Fractal ID
A Fractal ID (Berlim) constrói identidade user-centric para Web3: onboarding KYC e AML que verifica pessoas para token sales e apps blockchain sem a plataforma acumular os seus dados. Foi o meu primeiro emprego na Europa. Ao longo de dois anos o trabalho correu em duas frentes: o produto, do consentimento e verificação de identidade à conta e às suas recompensas, e a marca, num site que apresentava os dois produtos da empresa.
O consentimento primeiro
A entrada é um hand-off, e abre com um pedido, não com um formulário.
Uma app parceira encaminha a pessoa para a Fractal se verificar, e o primeiro ecrã diz a que essa app quer aceder e para aí. Nada avança até a pessoa concordar, e o que é partilhado é ela que decide. É o princípio do produto tornado visível: os teus dados são teus, por isso o consentimento vem antes do fluxo, não depois.
O sign-up oferece depois email ou telefone, sem password. Em vez de uma credencial para criar e memorizar, a Fractal envia um link de acesso seguro, menos uma coisa para falhar logo no topo de um fluxo de compliance.



A tensão com que todo o fluxo KYC vive
Os fluxos de compliance têm um problema que o design não consegue contornar com argumentos.
Cada campo que o regulador exige é mais uma razão para alguém desistir, e nenhum desses campos pode ser removido. Os requisitos são fixos. A única alavanca que resta é tornar cada passo fácil de acertar à primeira.
O KYC banking-grade corre em qualquer telemóvel que a pessoa já tenha, na luz em que estiver. Uma captura rejeitada não é uma foto má, é uma pessoa que tem de recomeçar, e uma parte não recomeça. Por isso o fluxo orienta antes de pedir: cada passo mostra como é um enquadramento utilizável antes de a câmara abrir, o que move a correção de depois da falha para antes dela.
A posse, levada até ao fim
O produto de identidade assenta numa ideia simples: os teus dados são teus, tu concedes o acesso e tu revogas.
O programa de recompensas tinha de funcionar da mesma forma ou a ideia soaria a oco. Por isso os Deals vivem dentro da conta, a partilhar a barra lateral com My Data, apps autorizadas, centro de segurança e privacidade, não numa página de marketing à parte. As ofertas de parceiros empilham-se sob um banner semanal, o progresso das indicações é acompanhado em tempo real face aos passos para qualificar, e os pagamentos caem na carteira BTC da própria pessoa.
O mesmo princípio dos dois lados do produto: os dados são dela, e o que rendem também.

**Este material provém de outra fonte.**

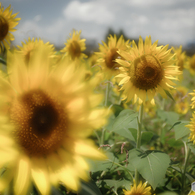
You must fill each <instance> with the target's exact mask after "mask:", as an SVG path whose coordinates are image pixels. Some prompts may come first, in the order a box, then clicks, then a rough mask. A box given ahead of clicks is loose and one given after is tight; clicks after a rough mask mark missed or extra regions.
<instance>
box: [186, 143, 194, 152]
mask: <svg viewBox="0 0 195 195" xmlns="http://www.w3.org/2000/svg"><path fill="white" fill-rule="evenodd" d="M187 145H188V147H189V148H190V149H191V151H192V153H193V154H195V145H194V144H193V143H192V142H190V143H187Z"/></svg>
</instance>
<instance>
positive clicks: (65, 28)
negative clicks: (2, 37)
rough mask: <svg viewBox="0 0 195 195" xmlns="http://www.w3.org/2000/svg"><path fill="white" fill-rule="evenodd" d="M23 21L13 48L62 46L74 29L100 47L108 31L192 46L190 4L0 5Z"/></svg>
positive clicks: (2, 1) (103, 1)
mask: <svg viewBox="0 0 195 195" xmlns="http://www.w3.org/2000/svg"><path fill="white" fill-rule="evenodd" d="M1 3H2V6H4V7H5V8H6V7H7V6H8V5H9V4H11V5H12V8H13V13H16V12H19V14H18V17H20V18H21V21H20V23H19V25H18V26H17V31H16V32H14V36H15V42H14V43H15V44H20V43H21V41H23V40H24V39H28V37H40V38H42V39H43V40H45V41H50V42H51V43H53V44H55V45H56V46H63V43H64V42H65V41H66V39H67V38H68V37H69V33H70V32H72V30H73V29H76V30H82V34H81V35H82V37H83V38H86V39H87V40H88V41H91V40H95V41H96V42H97V43H100V42H101V40H104V37H105V34H106V32H107V31H108V28H112V29H113V30H114V31H115V32H118V31H119V30H120V29H123V31H124V33H125V35H126V36H128V37H134V38H136V37H139V35H141V36H142V37H143V38H144V39H145V37H146V36H148V35H151V37H152V42H154V41H156V40H157V39H158V40H159V43H162V44H170V45H178V46H179V45H183V47H185V46H186V45H187V44H188V43H190V42H194V43H195V1H194V0H55V1H54V0H1Z"/></svg>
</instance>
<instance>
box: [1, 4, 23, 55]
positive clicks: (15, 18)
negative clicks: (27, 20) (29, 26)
mask: <svg viewBox="0 0 195 195" xmlns="http://www.w3.org/2000/svg"><path fill="white" fill-rule="evenodd" d="M10 8H11V5H9V7H7V8H6V9H5V10H4V7H2V6H1V2H0V52H1V50H2V48H3V46H4V47H5V48H6V49H9V48H10V43H11V42H10V41H13V40H14V36H13V35H12V33H10V32H14V31H16V29H14V27H15V26H16V25H17V24H18V21H19V20H20V19H21V18H15V17H16V16H17V14H18V13H16V14H13V15H12V10H10Z"/></svg>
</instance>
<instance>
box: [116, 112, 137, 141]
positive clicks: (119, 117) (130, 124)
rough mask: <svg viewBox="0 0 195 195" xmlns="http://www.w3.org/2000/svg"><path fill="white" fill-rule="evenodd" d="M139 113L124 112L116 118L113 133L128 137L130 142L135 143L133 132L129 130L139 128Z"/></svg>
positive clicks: (131, 112)
mask: <svg viewBox="0 0 195 195" xmlns="http://www.w3.org/2000/svg"><path fill="white" fill-rule="evenodd" d="M137 117H138V113H137V112H135V111H133V110H129V109H126V110H123V111H122V112H120V114H119V115H118V116H117V117H116V118H115V121H114V123H113V126H112V131H113V132H115V133H117V134H119V135H121V136H123V137H126V138H128V139H130V140H133V141H135V139H134V137H133V135H132V133H131V131H130V130H129V128H135V129H136V128H137V122H136V121H137V119H136V118H137Z"/></svg>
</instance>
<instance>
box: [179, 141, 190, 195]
mask: <svg viewBox="0 0 195 195" xmlns="http://www.w3.org/2000/svg"><path fill="white" fill-rule="evenodd" d="M183 143H184V148H185V161H184V168H183V172H182V180H181V181H182V186H181V195H185V183H186V169H187V164H188V160H189V157H190V148H189V147H188V146H187V144H186V142H183Z"/></svg>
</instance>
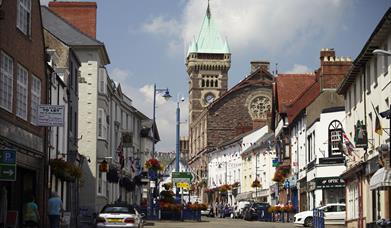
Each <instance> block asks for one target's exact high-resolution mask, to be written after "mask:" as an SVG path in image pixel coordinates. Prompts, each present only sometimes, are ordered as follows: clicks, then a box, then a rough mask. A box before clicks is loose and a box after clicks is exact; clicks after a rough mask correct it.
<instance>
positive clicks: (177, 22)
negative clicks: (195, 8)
mask: <svg viewBox="0 0 391 228" xmlns="http://www.w3.org/2000/svg"><path fill="white" fill-rule="evenodd" d="M143 30H144V31H146V32H150V33H155V34H157V35H164V36H175V35H177V34H179V32H178V31H179V23H178V22H177V21H176V20H175V19H166V18H163V17H161V16H158V17H155V18H153V19H152V20H151V21H148V22H147V23H145V24H144V25H143Z"/></svg>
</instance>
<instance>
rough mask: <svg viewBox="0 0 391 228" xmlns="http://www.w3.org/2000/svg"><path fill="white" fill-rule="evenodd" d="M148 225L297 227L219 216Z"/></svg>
mask: <svg viewBox="0 0 391 228" xmlns="http://www.w3.org/2000/svg"><path fill="white" fill-rule="evenodd" d="M146 227H154V228H193V227H194V228H195V227H202V228H209V227H210V228H231V227H232V228H237V227H240V228H252V227H265V228H280V227H281V228H283V227H295V225H293V224H292V223H271V222H256V221H252V222H249V221H245V220H242V219H218V218H204V217H203V218H202V222H193V221H185V222H178V221H156V222H155V221H154V222H151V223H147V224H146Z"/></svg>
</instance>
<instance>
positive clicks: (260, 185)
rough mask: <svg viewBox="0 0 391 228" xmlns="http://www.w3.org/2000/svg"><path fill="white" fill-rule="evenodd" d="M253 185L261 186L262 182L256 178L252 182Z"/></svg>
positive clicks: (252, 184)
mask: <svg viewBox="0 0 391 228" xmlns="http://www.w3.org/2000/svg"><path fill="white" fill-rule="evenodd" d="M251 187H253V188H259V187H261V182H259V180H258V179H255V180H254V181H253V183H252V184H251Z"/></svg>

Dois produtos, uma história
O lado de marca do trabalho tinha o seu próprio problema: a Fractal eram dois produtos com um só nome.
O site tinha de fazer os dois fazer sentido no mesmo ecrã. A Fractal ID é o lado da identidade, o produto acima. O Fractal Protocol é o lado dos dados: um protocolo open-source, zero-margin, feito para substituir o cookie publicitário, com uma frase pública direta sobre não pagar a internet com a tua privacidade.
Ideias próximas, públicos diferentes, uma home. O split hero em navy coloca-os lado a lado, cada um com um ícone e uma promessa simples, para que os dois se leiam como distintos e não como um produto descrito duas vezes.

O que este projeto me ensinou
Num fluxo regulado, o trabalho de design não está no que se remove. Está em onde se põe o esforço. Nada na sequência de verificação podia ser cortado, por isso cada ganho teve de vir de antecipar a orientação, mostrar a falha antes de ela acontecer, e pedir consentimento antes de mais nada.
Cinco anos depois, o mesmo instinto atravessa o trabalho na Facilia: quando os requisitos são fixos e a restrição é real, a alavanca está na sequência e na clareza, não na subtração.